When I was trying to build it before, had tried some customized
configuration strings, but these didn't build.
When I looked around (partly via grep), I had found somewhere that there
were lists of basically every possible target, with RISC-V basically
dealing with the configurations via a large number of targets with every
combination of features as a different target (well, except the ones I
wanted in this case).
Gave in at the time, and configured it for RV64I, but now could probably
go for RV64IM.
Kind of annoying that they build copies of GCC one-off for each target,
vs say as a collection of optional modules for different types of
targets (say, if GCC were configured more like how one configures the
Linux kernel).
Then, say, one edits a runtime config file or uses command-line options
to configure the backend for the specific target (with premade config
files for more well-known target machines).
An alternate approach would be, say, the compiler is configured with
FOURCC codes for major frontends and backends (source languages and
target machines; with secondary FOURCCs for language variants, target
baseline profiles, and an array of "f options", ...), with the compiler
being able to load in DLL's or SO's for major targets and components
(say, using a system similar to how A/V codecs work on Windows).
One then building the combination of front-end and backend modules which
are useful to them, or with 3rd party modules usable as plug-ins, ...
Some other shared components could potentially also be folded off into
sub-libraries (say, ELF and PE/COFF, which likely only needs minor
customization on a per target basis).
In this case, the core part of the compiler would mostly deal with file
management, typesystem management, and IR stages.

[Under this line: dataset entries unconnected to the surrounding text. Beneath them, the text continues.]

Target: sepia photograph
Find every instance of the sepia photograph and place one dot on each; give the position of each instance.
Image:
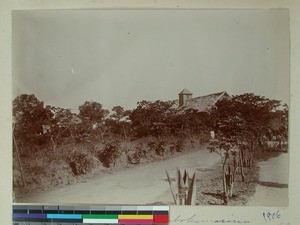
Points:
(151, 107)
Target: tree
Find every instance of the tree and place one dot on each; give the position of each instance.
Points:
(118, 122)
(92, 111)
(242, 123)
(93, 116)
(30, 115)
(149, 118)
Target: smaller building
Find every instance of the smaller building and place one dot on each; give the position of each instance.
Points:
(202, 103)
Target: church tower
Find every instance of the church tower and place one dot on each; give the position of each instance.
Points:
(184, 95)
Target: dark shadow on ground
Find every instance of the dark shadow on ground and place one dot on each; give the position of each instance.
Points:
(215, 195)
(272, 184)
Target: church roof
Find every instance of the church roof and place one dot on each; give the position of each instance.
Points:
(185, 92)
(203, 103)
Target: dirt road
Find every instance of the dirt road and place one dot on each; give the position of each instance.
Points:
(272, 188)
(144, 184)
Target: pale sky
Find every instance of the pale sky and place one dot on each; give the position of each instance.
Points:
(120, 57)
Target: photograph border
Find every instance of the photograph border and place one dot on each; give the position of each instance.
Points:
(254, 215)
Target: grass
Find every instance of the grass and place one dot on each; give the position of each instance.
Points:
(209, 184)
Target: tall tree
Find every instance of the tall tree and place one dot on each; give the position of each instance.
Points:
(93, 112)
(30, 115)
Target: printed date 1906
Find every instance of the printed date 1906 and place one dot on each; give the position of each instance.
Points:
(270, 216)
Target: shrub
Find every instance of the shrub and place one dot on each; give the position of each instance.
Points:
(179, 144)
(80, 163)
(110, 153)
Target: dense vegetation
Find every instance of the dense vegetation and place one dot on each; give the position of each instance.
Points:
(51, 141)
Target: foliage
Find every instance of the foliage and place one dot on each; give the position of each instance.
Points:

Well, also better would be if one were not launching and terminating the
compiler for every translation unit, ...
Though, I guess one could argue that responsibilities are not as cleanly
divided with a compiler as they are with A/V codecs, say:
Backend choice may effect PP defines in the frontend;
Backend type will effect the behavior of the typesystem;
...
Some of this can be handled some, say:
Backend has an interface to register defines with the frontend;
Various context parameters for configuring the typesystem behavior
(sizeof(long), sizeof(void*), ...).
Backend interface basically consists of a way for querying for support
for a given target, and then creating an instance of that target
(configuring the primary and secondary contexts).
Frontend is similarly about creating a translation instance that can
parse a given source-language and turn it to the AST format, and another
semi-shared stage which can translate ASTs into the IR format.

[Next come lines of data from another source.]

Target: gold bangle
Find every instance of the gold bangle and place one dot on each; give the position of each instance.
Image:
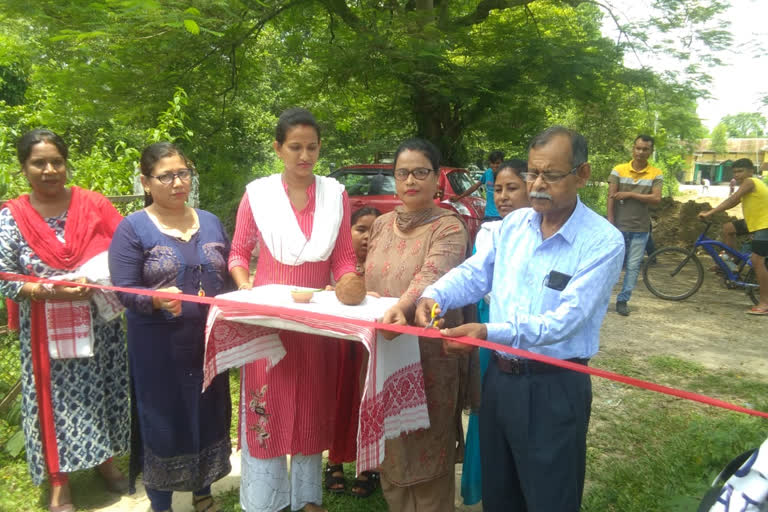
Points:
(35, 294)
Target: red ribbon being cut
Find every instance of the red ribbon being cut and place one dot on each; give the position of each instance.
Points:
(415, 331)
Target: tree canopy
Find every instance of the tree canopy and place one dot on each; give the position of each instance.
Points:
(470, 75)
(745, 124)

In BGBCC, the language frontend turning the source code into an XML
parse-tree; which is then converted into the stack-machine IR stage. The
Middle-Section mostly communicates with the backend in terms of a 3AC
IR, so the stack bytecode is mostly limited to the middle-stage.
It is possible one could make a case for splitting the backend into
separate code-generation and assembler phases, but the current backends
for BGBCC don't do this (my early x86 backend did have a separate
assembler, but this backend was dropped long ago).
Say, stages, if things were more cleanly modularized:
Language Frontend (Source -> AST)
Preprocessor (Semi Shared Module)
Parser
Upper-Middle (Shared, AST->IL)
Lower-Middle (Shared, IL->3AC)
Backend (Codegen)
3AC -> ASM
Assembler (Configured by Backend)
ASM -> ObjectModule
Linker (Configured by Backend)
ObjectModule -> Binary
In the current BGBCC, there is only a single middle stage, and the
backend also handles the Assembler and Linker parts.
Though, it could make sense if these could potentially be separate
modules configured by the backend (with an API interface), which may or
may not be part of the same DLL as the backend.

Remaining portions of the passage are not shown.